Today's blog is just about some creative pictures. No words of wisdom to bore you with! I hadn't picked up my camera since October...

Blog Banner replaced today. Previous one copied here for archiving 

Golden Hour. I went for a walk around sunset on New Year's Day and took this HDR of a neighbour's bunkie into the setting sun. I did a fair bit of post-processing, including Topaz Simplify and a couple of passes through Topaz Impression to make it look like what I saw in my mind.

Snowflake Magic. Playing around with Topaz Star Effects.  This doesn't compare with some of the shots I've seen but I kind of like the effect. I was being lazy, shooting handheld with the 105 macro, no extension tubes but I put on the ringlight. Most of the snowflakes were unstructured little blobs but there were a few crystals. 1/100 @ f/11, ISO 6400.

Black Capped Chickadee in the snow. There are so many of them hanging around my feeders but they're so cute I couldn't resist. I used Topaz Clarity and deNoise and I'm quite pleased with how sharp this came out. I shot it with the Tamron 150-600mm at 600mm, 1/250 @ f/8, ISO 1800. Usually I can't do well under 1/1000 second so I surprised myself today. 

"And so it begins". Large amounts of snow do NOT make for good hard water. So whoever wanted to get the jump on the ice fishing season
took his life into his hands going out there. Not a great or safe idea. 

The Rock Cut at Miner's Bay in a snow squall 

"Winter in the Highlands". This house was right where I was standing just past the Rock Cut.  

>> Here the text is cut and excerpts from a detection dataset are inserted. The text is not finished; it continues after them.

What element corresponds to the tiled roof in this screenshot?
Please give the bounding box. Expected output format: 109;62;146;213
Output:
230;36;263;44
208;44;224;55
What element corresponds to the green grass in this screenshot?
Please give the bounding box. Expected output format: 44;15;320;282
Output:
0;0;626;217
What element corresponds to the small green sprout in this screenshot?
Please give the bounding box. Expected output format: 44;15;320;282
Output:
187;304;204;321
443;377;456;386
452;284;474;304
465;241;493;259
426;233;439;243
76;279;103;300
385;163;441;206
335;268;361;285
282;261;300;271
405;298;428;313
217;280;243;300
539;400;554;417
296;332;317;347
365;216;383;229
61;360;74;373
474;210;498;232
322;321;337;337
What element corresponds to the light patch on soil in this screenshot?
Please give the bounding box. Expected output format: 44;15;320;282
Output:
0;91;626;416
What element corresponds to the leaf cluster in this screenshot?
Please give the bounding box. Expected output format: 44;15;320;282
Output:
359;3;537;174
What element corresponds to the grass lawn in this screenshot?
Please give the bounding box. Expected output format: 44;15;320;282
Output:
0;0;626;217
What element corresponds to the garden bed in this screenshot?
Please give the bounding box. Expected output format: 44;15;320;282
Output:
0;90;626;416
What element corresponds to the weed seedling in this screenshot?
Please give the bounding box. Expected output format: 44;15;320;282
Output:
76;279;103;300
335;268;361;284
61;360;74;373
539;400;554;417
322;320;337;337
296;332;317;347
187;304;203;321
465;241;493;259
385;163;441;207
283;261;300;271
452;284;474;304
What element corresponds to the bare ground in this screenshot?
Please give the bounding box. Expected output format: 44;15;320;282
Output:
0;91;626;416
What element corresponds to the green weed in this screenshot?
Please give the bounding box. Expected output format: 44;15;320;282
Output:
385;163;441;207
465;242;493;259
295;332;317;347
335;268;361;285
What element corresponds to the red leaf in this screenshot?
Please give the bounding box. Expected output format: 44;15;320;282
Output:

On the way to the dentist on Friday (don't ask...) I left early to seek out Snowy Owls. ALL of the snowy owls I saw that day are in this picture.
Oh, you can't see them either? 

Again, lots of invisible Snowy Owls. But I was taken by these greenhouses and thought I'd turn them into a drawing of sorts. 

This started life as a frozen soap bubble. But with the help of Photoshop and some Topaz plugins, it became "Bubble World"!  

Here's another one.  A little different treatment.

Here's the Straight-out-of-Camera picture for the second image. If you want to try this at home, wait for it to get cold (these were shot around -10°C, or about +15°F) and get or mix up some bubble liquid. I tried about 1/3 dish detergent and 2/3 water and then changed to liquid hand soap. I think to get the internal crystals, you need to add some sort of sugar syrup: I used maple syrup, all I had on hand. Then with your camera ready, blow some bubbles. Most of them won't last long enough, so keep trying! I used a 105mm macro lens shooting at arm's length handheld, 1/160 sec at f/11, ISO 6400.